Cuando Elena Moretti acepta restaurar una serie de pinturas antiguas en la aislada mansión Blackwood, cree que será solo otro trabajo. Pero la mansión oculta más secretos que paredes, y pronto se ve atrapada en un laberinto de pasadizos ocultos, supersticiones y muertes inexplicables. Entre los excéntricos miembros de la familia Blackwood, Elena conoce a Adrian, el enigmático y peligroso heredero, cuya atracción hacia ella es tan intensa como desconcertante. Pero mientras los cuerpos comienzan a aparecer, y los cuadros restaurados revelan mensajes ocultos, Elena empieza a preguntarse: ¿Es Adrian su protector... o el asesino que la está utilizando como pieza en un juego mortal? Entre susurros, deseo y traición, Elena descubrirá que en la mansión Blackwood nada es lo que parece... y que algunos secretos son más letales que cualquier maldición.

Genre
Mystery
Author
Mariannys
Status
Ongoing
Chapters
3
Rating
n/a
Age Rating
18+

Capitulo 1: La llegada a Blackwood Hall

La carretera que conducía a Blackwood Hall era un hilo serpenteante entre árboles centenarios, cuyos troncos parecían inclinarse sobre el camino como si intentaran devorar los autos que pasaban. El cielo, gris y opaco, anunciaba tormenta, y la bruma que ascendía del bosque envolvía todo en un silencio denso, casi sepulcral.

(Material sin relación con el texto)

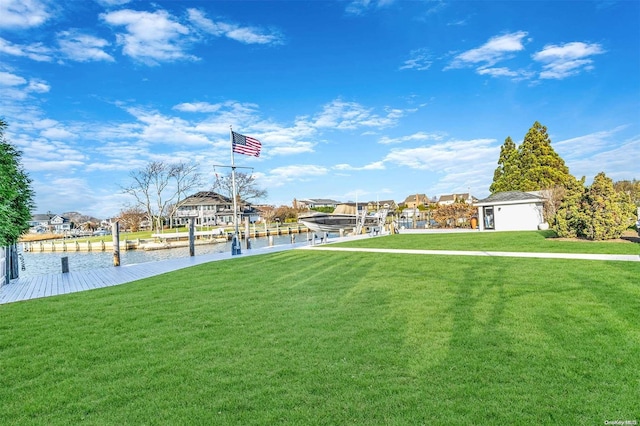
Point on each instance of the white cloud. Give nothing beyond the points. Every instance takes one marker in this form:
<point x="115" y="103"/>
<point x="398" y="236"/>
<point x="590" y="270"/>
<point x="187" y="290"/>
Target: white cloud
<point x="351" y="115"/>
<point x="420" y="60"/>
<point x="358" y="7"/>
<point x="38" y="86"/>
<point x="8" y="79"/>
<point x="197" y="107"/>
<point x="566" y="60"/>
<point x="447" y="156"/>
<point x="83" y="47"/>
<point x="18" y="88"/>
<point x="151" y="38"/>
<point x="160" y="129"/>
<point x="23" y="13"/>
<point x="618" y="162"/>
<point x="420" y="136"/>
<point x="57" y="133"/>
<point x="586" y="145"/>
<point x="246" y="35"/>
<point x="497" y="49"/>
<point x="376" y="165"/>
<point x="111" y="3"/>
<point x="36" y="51"/>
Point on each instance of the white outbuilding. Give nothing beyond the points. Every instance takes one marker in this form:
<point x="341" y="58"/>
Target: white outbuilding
<point x="511" y="211"/>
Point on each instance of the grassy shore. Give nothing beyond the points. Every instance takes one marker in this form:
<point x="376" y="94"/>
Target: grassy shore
<point x="303" y="337"/>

Elena Moretti se ajustó el abrigo, aunque no era el frío lo que le erizaba la piel. Era esa sensación…

Esa sensación de que alguien la estaba observando.

El taxi se detuvo frente a los portones de hierro negro, donde un escudo familiar, oxidado por el tiempo, parecía grabar un mensaje: “Todo lo que entra paga un precio.”

— Blackwood Hall —anunció el conductor, mirándola por el retrovisor con una mueca incómoda—. No mucha gente viene aquí voluntariamente.

Elena forzó una sonrisa.

— Soy restauradora. No estoy aquí para quedarme, solo para trabajar.

El hombre negó con la cabeza como si no creyera una palabra, y cuando dejó las maletas en el suelo, se marchó casi de inmediato. El sonido del motor alejándose se perdió entre los árboles, dejándola sola ante los portones.

Un chirrido metálico rompió el silencio cuando estos se abrieron lentamente. Del otro lado, un hombre alto de rostro inexpresivo la observaba.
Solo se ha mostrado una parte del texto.